Todos aquellos que vayáis al cine con regularidad estaréis al tanto del reciente estreno de Fast & Furious 5, última entrega de una saga de acción que, visto lo visto, aspira a convertirse en un clásico del género. Pero no temáis, no hay riesgo de spoilers porque no he visto la película (y no es demasiado probable que llegue a verla en ningún momento, ya que no es el tipo de película que más me atrae).
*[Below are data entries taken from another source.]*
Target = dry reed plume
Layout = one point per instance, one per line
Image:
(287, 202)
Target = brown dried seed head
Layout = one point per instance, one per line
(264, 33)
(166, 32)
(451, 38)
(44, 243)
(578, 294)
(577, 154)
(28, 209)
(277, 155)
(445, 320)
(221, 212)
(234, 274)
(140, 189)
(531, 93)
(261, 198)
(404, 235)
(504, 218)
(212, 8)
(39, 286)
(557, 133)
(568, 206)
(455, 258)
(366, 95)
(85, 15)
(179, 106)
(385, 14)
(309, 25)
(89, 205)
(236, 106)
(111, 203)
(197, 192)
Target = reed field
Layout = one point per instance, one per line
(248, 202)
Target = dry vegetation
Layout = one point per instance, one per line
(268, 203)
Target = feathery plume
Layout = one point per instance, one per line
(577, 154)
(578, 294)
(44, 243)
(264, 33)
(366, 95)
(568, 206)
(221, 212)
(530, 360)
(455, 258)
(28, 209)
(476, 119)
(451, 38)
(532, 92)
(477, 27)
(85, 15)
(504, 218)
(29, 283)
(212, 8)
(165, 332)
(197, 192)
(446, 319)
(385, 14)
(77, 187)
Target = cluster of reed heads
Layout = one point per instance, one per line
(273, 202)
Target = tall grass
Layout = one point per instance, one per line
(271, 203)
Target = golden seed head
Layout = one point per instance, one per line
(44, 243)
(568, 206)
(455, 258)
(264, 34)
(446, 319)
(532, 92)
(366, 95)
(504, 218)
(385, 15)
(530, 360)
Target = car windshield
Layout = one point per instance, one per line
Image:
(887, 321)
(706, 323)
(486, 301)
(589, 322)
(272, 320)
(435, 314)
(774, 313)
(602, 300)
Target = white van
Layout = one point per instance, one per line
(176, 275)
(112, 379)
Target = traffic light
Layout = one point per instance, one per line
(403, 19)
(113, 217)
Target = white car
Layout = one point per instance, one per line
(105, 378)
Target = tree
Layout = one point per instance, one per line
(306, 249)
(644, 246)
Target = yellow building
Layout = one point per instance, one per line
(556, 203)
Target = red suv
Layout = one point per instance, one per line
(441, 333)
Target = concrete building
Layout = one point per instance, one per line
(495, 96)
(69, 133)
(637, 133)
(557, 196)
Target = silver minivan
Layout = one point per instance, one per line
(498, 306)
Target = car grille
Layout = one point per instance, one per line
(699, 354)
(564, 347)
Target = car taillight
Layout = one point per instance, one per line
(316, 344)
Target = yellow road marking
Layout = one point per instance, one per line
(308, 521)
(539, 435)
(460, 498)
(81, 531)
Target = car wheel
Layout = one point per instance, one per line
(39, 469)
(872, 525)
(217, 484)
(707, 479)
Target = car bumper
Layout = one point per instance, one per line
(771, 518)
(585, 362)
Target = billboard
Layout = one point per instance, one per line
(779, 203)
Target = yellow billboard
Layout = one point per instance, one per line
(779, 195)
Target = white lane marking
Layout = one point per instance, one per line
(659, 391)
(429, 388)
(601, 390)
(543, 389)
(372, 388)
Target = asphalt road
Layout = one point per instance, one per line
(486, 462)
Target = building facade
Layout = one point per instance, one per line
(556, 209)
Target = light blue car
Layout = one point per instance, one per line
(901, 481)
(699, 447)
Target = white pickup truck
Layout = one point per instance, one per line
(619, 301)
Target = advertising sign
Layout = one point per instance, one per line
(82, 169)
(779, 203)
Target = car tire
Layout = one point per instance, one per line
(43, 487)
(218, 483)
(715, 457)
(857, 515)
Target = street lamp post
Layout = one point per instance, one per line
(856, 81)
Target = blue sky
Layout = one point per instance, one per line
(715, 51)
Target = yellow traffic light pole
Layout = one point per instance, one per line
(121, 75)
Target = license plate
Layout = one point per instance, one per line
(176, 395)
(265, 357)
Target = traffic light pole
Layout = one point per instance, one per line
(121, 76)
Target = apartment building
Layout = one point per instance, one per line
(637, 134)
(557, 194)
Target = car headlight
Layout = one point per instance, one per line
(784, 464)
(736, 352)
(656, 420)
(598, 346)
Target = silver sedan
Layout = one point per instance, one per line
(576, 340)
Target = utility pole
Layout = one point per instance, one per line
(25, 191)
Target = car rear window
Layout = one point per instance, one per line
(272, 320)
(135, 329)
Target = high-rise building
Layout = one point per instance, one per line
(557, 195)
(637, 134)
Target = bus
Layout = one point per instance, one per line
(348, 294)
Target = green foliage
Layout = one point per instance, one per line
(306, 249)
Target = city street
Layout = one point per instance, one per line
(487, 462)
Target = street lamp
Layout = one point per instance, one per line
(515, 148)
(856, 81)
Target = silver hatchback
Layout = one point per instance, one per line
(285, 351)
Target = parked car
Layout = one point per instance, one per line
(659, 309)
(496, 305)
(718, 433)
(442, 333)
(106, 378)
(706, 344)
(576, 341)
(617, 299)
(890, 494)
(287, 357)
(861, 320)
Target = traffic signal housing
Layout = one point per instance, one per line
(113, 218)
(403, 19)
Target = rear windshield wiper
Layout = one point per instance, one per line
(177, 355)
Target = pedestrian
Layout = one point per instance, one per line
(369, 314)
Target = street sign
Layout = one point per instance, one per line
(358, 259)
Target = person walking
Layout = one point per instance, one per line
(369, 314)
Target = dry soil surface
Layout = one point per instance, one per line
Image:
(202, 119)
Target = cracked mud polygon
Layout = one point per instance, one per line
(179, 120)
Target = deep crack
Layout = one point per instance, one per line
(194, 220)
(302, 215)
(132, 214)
Esto viene a cuento porque, aunque no he disfrutado de este alarde de celuloide y testosterona, basta con echarle un ojo al trailer para hacerse a la idea de lo que uno puede esperar: curvas (femeninas), más curvas (al volante) y una adrenalínica combinación de explosiones y mamporros a partes iguales.
Pero… ya me gustaría a mí ver al personaje que interpreta Vin Diesel o a cualquiera de sus adláteres como pasajero de alguno de los taxistas con los que he viajado yo. Porque voy a abstenerme de valorar cuestiones como el respeto de los límites de velocidad, el nivel de agresividad al volante y otros aspectos «opinables» de la conducción, pero es que en algunos casos hay que echarle lo que hay que echarle para mantener la calma. Por ejemplo, cuando el taxista opta por respostar con el motor en marcha y la radio encendida mientras apura un humeante cigarrillo, presta más atención a su móvil que a la carretera, circula por el arcén para «adelantar» o un tramo en dirección contraria para «atajar».
Puedo garantizaros que subirse en un taxi es una fuente inigualable de emociones en medio mundo, amigos. Y ya no os digo alquilar un vehículo sin conductor… menos mal que estamos bien surtidos de sangre fría, ¿verdad?